Si la notoriété actuelle de Sainte-Marie, destination touristique majeure à Madagascar, s’est construite autour de l’observation des baleines, peu de visiteurs connaissent la place et l’importance de sa mangrove. Cet écosystème tropical, situé sur la partie Est de l’île, large de plus de 300 hectares, joue un rôle vital dans le quotidien des saint-mariens. Il offre également un cadre somptueux pour ceux qui s’aventurent dans ses canaux. Cétamada a encadré en août dernier un état des lieux de la mangrove de la Baie des Forbans.

Mieux connaître pour mieux protéger

C’est Anjara Andriantsoa, étudiante à l’Ecole supérieure des sciences agronomiques d’Antananarivo, qui a réalisé cette étude. Sa mission a consisté à réaliser des inventaires de palétuviers, l’arbre roi de la mangrove, et aller à la rencontre de la population locale pour évaluer les liens qu’elle entretient avec cet écosystème. Pour réaliser ce recensement, Anjara a mis en place des placettes – surface de 10 mètres sur 10 – et notifié toutes les espèces observées. 7 variétés de palétuviers ont ainsi pu être répertoriées parmi les 3000 spécimens recensés.

Une ressource indispensable pour la population locale

La pêche étant l’activité principale des saint-mariens pour subvenir à leurs besoins, la mangrove est pour eux une ressource locale indispensable. Crevettes, crabes et poissons sont foisons dans cet habitat. Les feuilles et graines de palétuviers sont connues de tous comme ayant des vertus curatives. La mangrove joue également un rôle protecteur en cas de catastrophes naturelles. Elle stoppe les ras de marais en freinant la montée des eaux et protège la faune (poissons, crustacés, …) pendant les cyclones.

Un écosystème menacé

En 2014, la construction de la digue sur l’îlot Madame a eu des conséquences considérables et immédiates sur la mangrove de la Baie des Forbans.

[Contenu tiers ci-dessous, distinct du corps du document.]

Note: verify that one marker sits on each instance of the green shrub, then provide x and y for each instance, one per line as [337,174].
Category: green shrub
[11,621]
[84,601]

L’absence d’étude préalable sur les impacts environnementaux a été fatale pour de nombreux poissons et des hectares de palétuviers. Ces derniers bénéficient pourtant d’une capacité d’adaptation remarquable. En empêchant l’arrivée d’eau salée, la construction de la digue a déstabilisé l’équilibre et favorisé l’érosion de cet écosystème. L’état des lieux réalisé par Anjara a permis de constater une dégradation plus importante de la mangrove de la Baie des Forbans, comparée à celle de la Baie d’Ampanihy, située plus au Nord de l’île.

Les saint-mariens utilisent les palétuviers comme bois de chauffage et bois d’œuvre. Les villages et les surfaces cultivées gagnent du terrain, au détriment de la mangrove. La proximité des habitations favorise les pollutions diverses (ordures ménagères, …). Le matériel utilisé (moustiquaires, filets à mailles petites, …) et le non respect des périodes de pêche complètent la liste des pressions exercées par l’activité humaine. La recherche de solutions s’impose.

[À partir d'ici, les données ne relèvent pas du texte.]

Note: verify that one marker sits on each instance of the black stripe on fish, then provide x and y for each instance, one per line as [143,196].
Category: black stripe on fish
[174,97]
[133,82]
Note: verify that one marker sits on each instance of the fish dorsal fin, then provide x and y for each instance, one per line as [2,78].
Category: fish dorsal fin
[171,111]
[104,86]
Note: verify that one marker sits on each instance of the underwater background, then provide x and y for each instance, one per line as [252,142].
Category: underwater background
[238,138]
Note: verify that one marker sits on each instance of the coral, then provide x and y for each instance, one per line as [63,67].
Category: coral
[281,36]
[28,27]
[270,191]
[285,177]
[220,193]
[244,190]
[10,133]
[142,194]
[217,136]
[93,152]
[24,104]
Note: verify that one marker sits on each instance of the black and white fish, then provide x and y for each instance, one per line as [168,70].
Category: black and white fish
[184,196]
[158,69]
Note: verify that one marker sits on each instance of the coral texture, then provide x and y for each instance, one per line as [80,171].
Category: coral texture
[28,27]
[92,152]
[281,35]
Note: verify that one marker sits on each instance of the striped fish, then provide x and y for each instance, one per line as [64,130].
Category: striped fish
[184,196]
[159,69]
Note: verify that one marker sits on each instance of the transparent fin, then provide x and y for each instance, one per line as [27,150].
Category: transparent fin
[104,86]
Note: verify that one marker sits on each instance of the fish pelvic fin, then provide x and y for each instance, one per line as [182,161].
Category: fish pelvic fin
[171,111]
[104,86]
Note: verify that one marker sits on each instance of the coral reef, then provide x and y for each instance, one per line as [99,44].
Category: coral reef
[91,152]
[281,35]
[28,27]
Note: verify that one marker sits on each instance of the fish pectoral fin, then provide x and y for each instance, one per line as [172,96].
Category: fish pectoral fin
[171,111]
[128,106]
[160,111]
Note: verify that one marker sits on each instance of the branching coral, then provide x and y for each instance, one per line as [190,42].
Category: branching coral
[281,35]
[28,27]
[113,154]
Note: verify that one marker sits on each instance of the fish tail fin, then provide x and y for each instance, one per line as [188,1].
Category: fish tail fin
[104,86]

Sensibiliser et trouver des alternatives à la pêche

Le VOI de Saint-Joseph, une association environnementale locale, veille à la préservation de la mangrove depuis plus de 13 ans. Sa mission, délicate, consiste à s’assurer que personne ne coupe illicitement les palétuviers. Les échanges entre Anjara et Mr. Abdala, le gestionnaire, ont soulevé la difficulté d’appliquer la réglementation dans la mesure où elle va à l’encontre de pratiques locales et de projets de plus grande ampleur.

Dans son rapport, Anjara évoque le besoin de dispositifs permettant de mieux faire circuler l’eau vers la mangrove, comme l’élargissement des canaux.

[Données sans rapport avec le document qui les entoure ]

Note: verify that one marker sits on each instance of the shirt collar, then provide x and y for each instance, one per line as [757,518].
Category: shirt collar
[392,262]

Elle suggère également plusieurs pistes d’activités économiques durables pouvant se substituer aux pratiques actuelles : développer des jardins potagers, former la population locale à l’artisanat, etc.

La mise en place du centre communautaire Anjaranay s’inscrit dans cette perspective.

Sur le long terme, la protection de cet écosystème passe par une sensibilisation accrue de la population : transmettre les connaissances dans les écoles, organiser des débats et des conférences avec la population de l’île, etc.

Cétamada œuvre dans ce sens et participera du mieux possible à la préservation de la mangrove saint-marienne.